The globally recognized Harlem music venue that has launched career after career, borne witness to sociocultural revolution and hosted artists, writers, comedians and musicians for decades has been lionized in film form.
"The Apollo," the documentary that kicked off New York's Tribeca Film Festival late Wednesday, centers on the celebrated hall's rise from a burlesque club opened in 1914 to a starmaker from the 1930s on -- and its pivotal role as a refuge for black artists blazing artistic trails while defying racial oppression.
The Apollo today remains a lodestar of opportunity, inclusiveness and pride, said Tribeca co-founder and actor Robert De Niro ahead of the documentary's premiere.
"In these disturbing times, when the administration is promoting divisiveness and racism, we're making a statement by being here tonight that we reject it," the veteran performer well known for his unabashed criticism of US President Donald Trump said, to applause.
Speaking to France24 on the red carpet, de Niro -- who spearheaded the Tribeca festival's launch in 2002 in a bid to help revitalize Manhattan in the wake of September 11 -- noted the significance of the documentary's premiere at the very venue it celebrates, calling it "the perfect place for the opening."
"The Apollo is New York."
- 'A landmark' -
The film, which will air on the US cable network HBO this fall, traces the Harlem institution's history as a petri dish for artistic innovation, particularly in the black community.
Among them is James Brown, the Godfather of Soul and a regular at the Apollo, who recorded one of music's most lauded live albums at the theater.

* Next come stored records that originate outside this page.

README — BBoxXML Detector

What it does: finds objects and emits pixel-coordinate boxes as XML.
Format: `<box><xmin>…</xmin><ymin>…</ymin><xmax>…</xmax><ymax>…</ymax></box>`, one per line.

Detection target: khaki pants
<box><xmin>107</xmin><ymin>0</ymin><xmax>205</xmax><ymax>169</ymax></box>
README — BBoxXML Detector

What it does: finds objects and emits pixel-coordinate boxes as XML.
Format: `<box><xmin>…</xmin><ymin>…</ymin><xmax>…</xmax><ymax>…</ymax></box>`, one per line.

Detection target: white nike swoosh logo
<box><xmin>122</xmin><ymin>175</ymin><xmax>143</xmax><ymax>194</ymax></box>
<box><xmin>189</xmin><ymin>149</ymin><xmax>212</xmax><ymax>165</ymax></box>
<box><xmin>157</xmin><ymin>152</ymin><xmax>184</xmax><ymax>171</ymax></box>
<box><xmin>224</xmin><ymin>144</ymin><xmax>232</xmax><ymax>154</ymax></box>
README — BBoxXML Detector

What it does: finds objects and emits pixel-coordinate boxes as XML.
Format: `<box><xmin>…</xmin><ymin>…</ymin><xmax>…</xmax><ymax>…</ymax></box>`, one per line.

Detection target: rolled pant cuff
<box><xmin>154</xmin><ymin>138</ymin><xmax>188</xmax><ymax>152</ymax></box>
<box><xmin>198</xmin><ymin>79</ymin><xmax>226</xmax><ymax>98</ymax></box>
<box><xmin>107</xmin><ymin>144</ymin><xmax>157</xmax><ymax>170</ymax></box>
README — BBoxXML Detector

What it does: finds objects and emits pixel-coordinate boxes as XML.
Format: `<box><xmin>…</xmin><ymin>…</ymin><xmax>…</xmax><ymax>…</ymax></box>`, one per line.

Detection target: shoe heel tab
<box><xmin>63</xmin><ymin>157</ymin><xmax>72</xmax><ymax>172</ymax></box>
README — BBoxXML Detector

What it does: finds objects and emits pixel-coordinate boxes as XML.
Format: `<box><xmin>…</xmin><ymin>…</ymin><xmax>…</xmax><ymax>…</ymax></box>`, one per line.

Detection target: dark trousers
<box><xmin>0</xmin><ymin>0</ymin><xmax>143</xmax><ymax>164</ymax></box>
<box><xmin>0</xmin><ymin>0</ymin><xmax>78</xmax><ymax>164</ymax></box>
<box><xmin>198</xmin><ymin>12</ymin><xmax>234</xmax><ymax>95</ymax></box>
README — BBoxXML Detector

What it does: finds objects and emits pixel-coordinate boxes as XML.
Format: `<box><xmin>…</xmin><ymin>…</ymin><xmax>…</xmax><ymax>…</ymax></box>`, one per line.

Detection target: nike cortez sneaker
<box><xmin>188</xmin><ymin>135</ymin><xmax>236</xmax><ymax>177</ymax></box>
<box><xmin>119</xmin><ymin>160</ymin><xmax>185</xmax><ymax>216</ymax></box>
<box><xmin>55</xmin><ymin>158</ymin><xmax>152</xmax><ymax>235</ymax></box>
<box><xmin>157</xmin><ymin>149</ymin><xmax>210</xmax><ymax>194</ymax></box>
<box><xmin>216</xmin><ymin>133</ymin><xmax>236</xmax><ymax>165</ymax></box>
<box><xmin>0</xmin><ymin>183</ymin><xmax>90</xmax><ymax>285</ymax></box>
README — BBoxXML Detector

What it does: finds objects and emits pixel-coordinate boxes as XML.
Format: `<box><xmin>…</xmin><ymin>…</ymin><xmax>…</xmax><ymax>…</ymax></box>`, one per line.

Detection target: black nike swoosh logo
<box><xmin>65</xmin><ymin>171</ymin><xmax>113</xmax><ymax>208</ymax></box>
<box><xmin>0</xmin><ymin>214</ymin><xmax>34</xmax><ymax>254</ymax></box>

The film highlights in particular his barrier-smashing 1968 funk record that posed to Americans something of a challenge: "Say It Loud, I'm Black and I'm Proud."
"The Apollo is tradition. It is a landmark," legendary singer Smokey Robinson told France24 before the screening. "It's some place that should always be left standing."

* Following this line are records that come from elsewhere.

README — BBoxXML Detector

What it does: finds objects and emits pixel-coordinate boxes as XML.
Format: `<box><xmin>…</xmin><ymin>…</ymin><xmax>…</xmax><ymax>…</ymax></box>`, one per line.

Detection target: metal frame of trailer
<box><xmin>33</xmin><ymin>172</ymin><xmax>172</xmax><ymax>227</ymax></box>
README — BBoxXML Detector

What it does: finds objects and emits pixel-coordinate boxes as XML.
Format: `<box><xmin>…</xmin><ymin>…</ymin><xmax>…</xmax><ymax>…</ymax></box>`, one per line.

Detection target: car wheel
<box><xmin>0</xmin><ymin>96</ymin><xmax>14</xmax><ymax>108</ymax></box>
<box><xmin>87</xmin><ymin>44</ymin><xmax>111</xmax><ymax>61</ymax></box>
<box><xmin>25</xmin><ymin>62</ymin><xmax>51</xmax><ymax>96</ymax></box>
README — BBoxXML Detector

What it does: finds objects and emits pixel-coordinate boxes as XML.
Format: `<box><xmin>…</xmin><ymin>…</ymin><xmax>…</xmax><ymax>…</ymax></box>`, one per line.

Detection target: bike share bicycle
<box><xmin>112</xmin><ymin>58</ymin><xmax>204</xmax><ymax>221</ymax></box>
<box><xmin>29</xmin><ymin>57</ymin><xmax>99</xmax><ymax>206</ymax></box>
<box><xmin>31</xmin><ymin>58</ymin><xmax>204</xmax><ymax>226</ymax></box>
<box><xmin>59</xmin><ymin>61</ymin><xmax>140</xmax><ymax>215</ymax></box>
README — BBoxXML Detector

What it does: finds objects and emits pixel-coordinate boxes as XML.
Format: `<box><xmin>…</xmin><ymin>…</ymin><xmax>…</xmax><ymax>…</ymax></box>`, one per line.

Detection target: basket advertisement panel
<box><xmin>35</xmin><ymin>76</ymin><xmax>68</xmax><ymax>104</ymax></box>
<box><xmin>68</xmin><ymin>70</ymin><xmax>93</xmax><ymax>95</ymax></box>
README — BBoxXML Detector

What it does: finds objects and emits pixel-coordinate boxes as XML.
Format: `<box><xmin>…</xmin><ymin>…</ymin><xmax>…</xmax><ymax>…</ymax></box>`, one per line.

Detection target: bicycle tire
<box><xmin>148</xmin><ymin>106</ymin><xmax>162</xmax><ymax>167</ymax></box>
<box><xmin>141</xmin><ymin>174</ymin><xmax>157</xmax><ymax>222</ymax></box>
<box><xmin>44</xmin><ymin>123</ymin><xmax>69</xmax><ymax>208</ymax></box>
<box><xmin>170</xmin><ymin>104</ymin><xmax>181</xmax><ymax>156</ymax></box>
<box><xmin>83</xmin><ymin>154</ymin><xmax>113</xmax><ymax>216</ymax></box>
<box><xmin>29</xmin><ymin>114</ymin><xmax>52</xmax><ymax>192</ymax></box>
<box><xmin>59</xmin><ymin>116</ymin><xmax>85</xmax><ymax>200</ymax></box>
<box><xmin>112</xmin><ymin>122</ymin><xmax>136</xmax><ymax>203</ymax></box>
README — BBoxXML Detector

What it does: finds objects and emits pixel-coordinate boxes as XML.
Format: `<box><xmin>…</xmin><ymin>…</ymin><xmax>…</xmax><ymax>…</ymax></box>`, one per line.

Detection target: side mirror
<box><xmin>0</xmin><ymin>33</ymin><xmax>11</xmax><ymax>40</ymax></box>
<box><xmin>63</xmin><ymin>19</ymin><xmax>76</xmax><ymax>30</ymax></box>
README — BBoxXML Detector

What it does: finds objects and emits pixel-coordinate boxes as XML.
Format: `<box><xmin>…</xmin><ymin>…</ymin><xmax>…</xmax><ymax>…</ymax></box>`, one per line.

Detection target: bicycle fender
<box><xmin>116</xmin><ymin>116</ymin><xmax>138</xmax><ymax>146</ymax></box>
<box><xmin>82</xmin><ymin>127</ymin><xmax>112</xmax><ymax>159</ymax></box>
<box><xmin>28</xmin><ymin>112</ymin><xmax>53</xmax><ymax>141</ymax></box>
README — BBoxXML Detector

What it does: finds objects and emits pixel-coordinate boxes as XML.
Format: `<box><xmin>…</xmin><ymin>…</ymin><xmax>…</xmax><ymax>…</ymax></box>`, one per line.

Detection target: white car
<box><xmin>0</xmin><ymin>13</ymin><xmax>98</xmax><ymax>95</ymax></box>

"It's one of the foundations and a great part of the history of black music."
The film explores the venue's pivotal role in countless careers over the 20th century, including a memorable vignette that sees a young, shy Ella Fitzgerald forget the words to her song, resorts to scat -- and go on to become the Queen of Jazz not long after her gig on the prominent Amateur Night that began in 1934.

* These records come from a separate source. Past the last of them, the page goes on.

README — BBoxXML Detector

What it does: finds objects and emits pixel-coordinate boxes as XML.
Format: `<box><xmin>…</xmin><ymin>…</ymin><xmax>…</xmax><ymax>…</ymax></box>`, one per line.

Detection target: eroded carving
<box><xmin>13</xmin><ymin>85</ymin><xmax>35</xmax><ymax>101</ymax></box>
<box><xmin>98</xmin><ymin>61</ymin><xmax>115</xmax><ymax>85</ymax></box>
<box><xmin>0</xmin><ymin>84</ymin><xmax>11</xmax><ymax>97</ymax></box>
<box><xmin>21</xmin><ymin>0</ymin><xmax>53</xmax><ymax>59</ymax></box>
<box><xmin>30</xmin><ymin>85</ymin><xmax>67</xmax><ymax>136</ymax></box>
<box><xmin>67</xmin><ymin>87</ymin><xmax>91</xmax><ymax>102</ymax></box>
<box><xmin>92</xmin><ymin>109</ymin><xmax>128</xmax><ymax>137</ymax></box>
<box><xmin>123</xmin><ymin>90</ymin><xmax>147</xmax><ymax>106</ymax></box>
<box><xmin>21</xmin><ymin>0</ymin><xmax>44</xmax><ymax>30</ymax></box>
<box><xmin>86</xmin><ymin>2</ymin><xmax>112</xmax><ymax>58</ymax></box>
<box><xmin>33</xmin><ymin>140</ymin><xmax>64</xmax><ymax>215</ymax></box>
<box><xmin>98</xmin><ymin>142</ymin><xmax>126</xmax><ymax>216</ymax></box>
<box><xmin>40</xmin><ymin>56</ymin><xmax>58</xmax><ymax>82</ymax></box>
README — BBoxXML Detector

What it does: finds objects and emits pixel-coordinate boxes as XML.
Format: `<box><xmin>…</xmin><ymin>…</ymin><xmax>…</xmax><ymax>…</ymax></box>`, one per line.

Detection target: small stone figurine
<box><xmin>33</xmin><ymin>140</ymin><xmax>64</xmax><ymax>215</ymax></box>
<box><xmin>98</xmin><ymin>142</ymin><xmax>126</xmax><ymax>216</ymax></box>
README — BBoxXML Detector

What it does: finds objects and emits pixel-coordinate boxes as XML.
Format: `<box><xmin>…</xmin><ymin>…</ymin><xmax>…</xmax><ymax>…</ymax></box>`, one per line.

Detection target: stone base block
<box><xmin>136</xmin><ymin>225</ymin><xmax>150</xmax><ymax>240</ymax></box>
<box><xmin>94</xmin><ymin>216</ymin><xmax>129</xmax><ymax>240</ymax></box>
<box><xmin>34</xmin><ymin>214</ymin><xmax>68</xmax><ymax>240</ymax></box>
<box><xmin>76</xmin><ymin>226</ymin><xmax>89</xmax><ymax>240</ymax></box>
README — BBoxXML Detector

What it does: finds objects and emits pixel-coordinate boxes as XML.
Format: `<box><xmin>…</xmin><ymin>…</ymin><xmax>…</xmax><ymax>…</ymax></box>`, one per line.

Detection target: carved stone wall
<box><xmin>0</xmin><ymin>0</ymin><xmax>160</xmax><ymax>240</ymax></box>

It also watches a teenage Lauryn Hill go from pushing through a number despite boos -- the Apollo crowd is famously tough -- to bringing the audience to its knees as one of the preeminent female voices in hip hop.
But while the documentary concentrates on the music -- through the Apollo's doors walked greats including Aretha Franklin, Ray Charles, Diana Ross, Duke Ellington, Will Smith and Snoop Dogg -- the film also views the venue as a lens into the tumultuous history of Harlem, an epicenter of civil rights organizing and riots over the persecution of black Americans.
"This is the story of African American struggle and culture," said documentary director Roger Ross Williams, donning Gucci sunglasses and an iridescent suit by Harlem's beloved designer Dapper Dan.
"We use music to lift ourselves out of oppression," the filmmaker told us at France24.
"This is the place where everything happened."
- Breeding greatness -
The cultural weight of the theater inspired one of the Apollo's most famous guests in recent history, Barack Obama, to break into song while visiting in 2012.
"I'm... so in love with you," the then-president crooned in his brief rendition of the Al Green classic "Let's Stay Together."
But while revering the institution's past, "The Apollo" also considers its future as a living artistic hotbed, rather than a shrine to the legacies it created.
"It's not just Apollo history or Harlem history, it's American history, at a time when we need to acknowledge where greatness comes from, and how we can inform important conversations for the future," Lisa Cortes, one of the film's producers, told us at France24.
The venue -- which went through a rough patch in the 1970s that included bankruptcy, before becoming a state and city landmark in 1983 -- is now a nonprofit, foundation-run theater owned by the state of New York.
Last year the Apollo showcased the work of writer Ta-Nehisi Coates, adapting for the stage his seminal book on being black in the United States, "Between the World and Me," a production the documentary follows throughout.
For Coates, who is interviewed in the film, the Apollo belongs to black Americans, its role in US history indelible, its continued impact on culture unwavering.
"Even the people that hold you under their boot can't help but sing along," he says.